Hassan Sk Mahmudul, Roy Kumar Sekhar, Hazarika Ruhul Amin, Alam Mehbub, Mukherjee Mithun
Manipal Institute of Technology Bengaluru, Manipal Academy of Higher Education, Manipal, Karnataka, 576104, India.
Department of IT, Indian Institute of Information Technology, Guwahati, Assam, 781015, India.
Sci Rep. 2025 Aug 23;15(1):30997. doi: 10.1038/s41598-025-16142-x.
The timely and precise identification of diseases in plants is essential for efficient disease control and safeguarding of crops. Manual identification of diseases requires expert knowledge in the field, and finding people with domain knowledge is challenging. To overcome the challenge, computer vision-based machine learning techniques have been proposed by the researchers in recent years. Most of these solutions with the standard convolutional neural network (CNN) approaches use uniform background laboratory setup leaf images to identify the diseases. However, only a few works considered real-field images in their work. Therefore, there is a need for a robust CNN architecture that can identify the diseases in plants in both laboratory and real-field conditioned images. In this paper, we have proposed an Inception-Enhanced Vision Transformer (IEViT) architecture to identify diseases in plants. The proposed IEViT architecture extracts local as well as global features, which improves feature learning. The use of multiple filters with different kernel sizes efficiently uses computing resources to extract relevant features without the need for deeper networks. The robustness of the proposed architecture is established by hyper-parameter tuning and comparison with state-of-the-art. In the experiment, we consider five datasets with both laboratory-conditioned and real-field conditioned images. From the experimental results, we see that the proposed model outperforms state-of-the-art deep learning models with fewer parameters. The proposed model achieves an accuracy rate of 99.23% for the apple leaf dataset, 99.70% for the rice dataset, 97.02% for the ibean dataset, 76.51% for the cassava leaf dataset, and 99.41% for the plantvillage dataset.

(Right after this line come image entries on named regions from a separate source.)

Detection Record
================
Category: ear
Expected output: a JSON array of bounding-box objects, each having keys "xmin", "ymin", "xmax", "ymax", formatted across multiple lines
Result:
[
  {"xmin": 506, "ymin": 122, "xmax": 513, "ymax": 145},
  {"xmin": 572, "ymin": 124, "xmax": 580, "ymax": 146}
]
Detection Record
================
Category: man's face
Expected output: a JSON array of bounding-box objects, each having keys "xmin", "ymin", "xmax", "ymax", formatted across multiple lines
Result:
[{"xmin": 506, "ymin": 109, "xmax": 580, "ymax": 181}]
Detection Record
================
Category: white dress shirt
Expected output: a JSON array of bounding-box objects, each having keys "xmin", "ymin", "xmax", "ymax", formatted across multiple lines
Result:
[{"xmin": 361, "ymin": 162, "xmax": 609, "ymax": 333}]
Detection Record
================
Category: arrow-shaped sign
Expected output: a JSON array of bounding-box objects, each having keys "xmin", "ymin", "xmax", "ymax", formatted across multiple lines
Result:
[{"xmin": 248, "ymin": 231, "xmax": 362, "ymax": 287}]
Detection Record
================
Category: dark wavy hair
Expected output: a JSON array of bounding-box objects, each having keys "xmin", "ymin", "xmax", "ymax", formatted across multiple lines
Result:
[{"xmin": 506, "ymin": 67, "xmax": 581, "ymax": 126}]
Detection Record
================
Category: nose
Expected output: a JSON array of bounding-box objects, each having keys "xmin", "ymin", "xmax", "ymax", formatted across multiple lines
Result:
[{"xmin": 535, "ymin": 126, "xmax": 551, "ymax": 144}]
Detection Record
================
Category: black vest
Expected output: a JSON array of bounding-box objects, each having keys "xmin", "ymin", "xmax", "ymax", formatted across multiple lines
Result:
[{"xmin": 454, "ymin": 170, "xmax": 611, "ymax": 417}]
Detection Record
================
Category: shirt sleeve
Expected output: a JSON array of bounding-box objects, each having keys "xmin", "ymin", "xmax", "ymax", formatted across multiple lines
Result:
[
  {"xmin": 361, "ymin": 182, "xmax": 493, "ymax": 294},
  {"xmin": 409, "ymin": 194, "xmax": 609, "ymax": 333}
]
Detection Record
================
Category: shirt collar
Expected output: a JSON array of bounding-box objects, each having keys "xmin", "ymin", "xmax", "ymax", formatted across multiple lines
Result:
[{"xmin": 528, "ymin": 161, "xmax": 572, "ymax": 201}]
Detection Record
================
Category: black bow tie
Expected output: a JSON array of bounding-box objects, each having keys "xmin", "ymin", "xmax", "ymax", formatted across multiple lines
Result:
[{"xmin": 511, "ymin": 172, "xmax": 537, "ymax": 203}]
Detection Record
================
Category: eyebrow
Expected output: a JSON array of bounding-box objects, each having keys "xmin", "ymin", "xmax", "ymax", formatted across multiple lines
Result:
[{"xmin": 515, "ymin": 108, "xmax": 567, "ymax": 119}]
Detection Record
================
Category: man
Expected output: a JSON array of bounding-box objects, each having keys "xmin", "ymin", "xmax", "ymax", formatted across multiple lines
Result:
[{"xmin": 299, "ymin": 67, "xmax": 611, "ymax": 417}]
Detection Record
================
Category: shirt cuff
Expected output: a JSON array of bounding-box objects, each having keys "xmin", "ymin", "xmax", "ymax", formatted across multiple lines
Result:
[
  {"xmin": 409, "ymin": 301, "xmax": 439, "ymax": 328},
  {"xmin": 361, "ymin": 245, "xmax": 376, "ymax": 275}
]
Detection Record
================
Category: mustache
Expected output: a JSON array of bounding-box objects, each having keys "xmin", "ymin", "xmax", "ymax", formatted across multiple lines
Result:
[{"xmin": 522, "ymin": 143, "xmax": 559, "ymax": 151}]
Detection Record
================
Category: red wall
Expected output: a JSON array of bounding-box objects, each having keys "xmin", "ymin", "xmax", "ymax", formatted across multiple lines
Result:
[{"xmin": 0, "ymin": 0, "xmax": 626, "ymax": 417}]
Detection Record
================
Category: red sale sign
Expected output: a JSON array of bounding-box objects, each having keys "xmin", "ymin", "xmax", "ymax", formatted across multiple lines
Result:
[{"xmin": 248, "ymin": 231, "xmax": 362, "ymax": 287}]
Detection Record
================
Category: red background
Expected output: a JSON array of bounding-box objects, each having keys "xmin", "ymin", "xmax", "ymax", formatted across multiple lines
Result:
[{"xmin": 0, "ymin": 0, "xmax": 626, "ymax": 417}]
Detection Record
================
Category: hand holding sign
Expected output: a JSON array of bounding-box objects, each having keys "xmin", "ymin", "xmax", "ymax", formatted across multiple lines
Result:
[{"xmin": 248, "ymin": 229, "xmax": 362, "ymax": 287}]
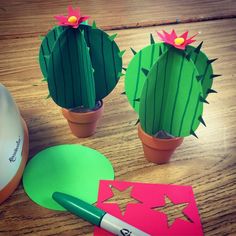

及时、准确地识别植物病害对于有效控制病害和保护作物至关重要。人工识别病害需要该领域的专业知识,而找到具备专业知识的人员具有挑战性。为了克服这一挑战,近年来研究人员提出了基于计算机视觉的机器学习技术。大多数采用标准卷积神经网络(CNN)方法的解决方案使用背景统一的实验室设置下的叶片图像来识别病害。然而,只有少数研究在其工作中考虑了实际田间图像。因此,需要一种强大的CNN架构,能够在实验室条件图像和实际田间条件图像中识别植物病害。在本文中,我们提出了一种用于识别植物病害的Inception增强视觉Transformer(IEViT)架构。所提出的IEViT架构提取局部和全局特征,这提高了特征学习能力。使用具有不同内核大小的多个滤波器有效地利用计算资源来提取相关特征,而无需更深的网络。通过超参数调整和与现有技术的比较,确立了所提出架构的鲁棒性。在实验中,我们考虑了五个包含实验室条件图像和实际田间条件图像的数据集。从实验结果来看,我们发现所提出的模型在参数较少的情况下优于现有深度学习模型。对于苹果叶数据集,所提出的模型准确率达到99.23%;对于水稻数据集,准确率为99.70%;对于菜豆数据集,准确率为97.02%;对于木薯叶数据集,准确率为76.51%;对于植物村数据集,准确率为99.41%。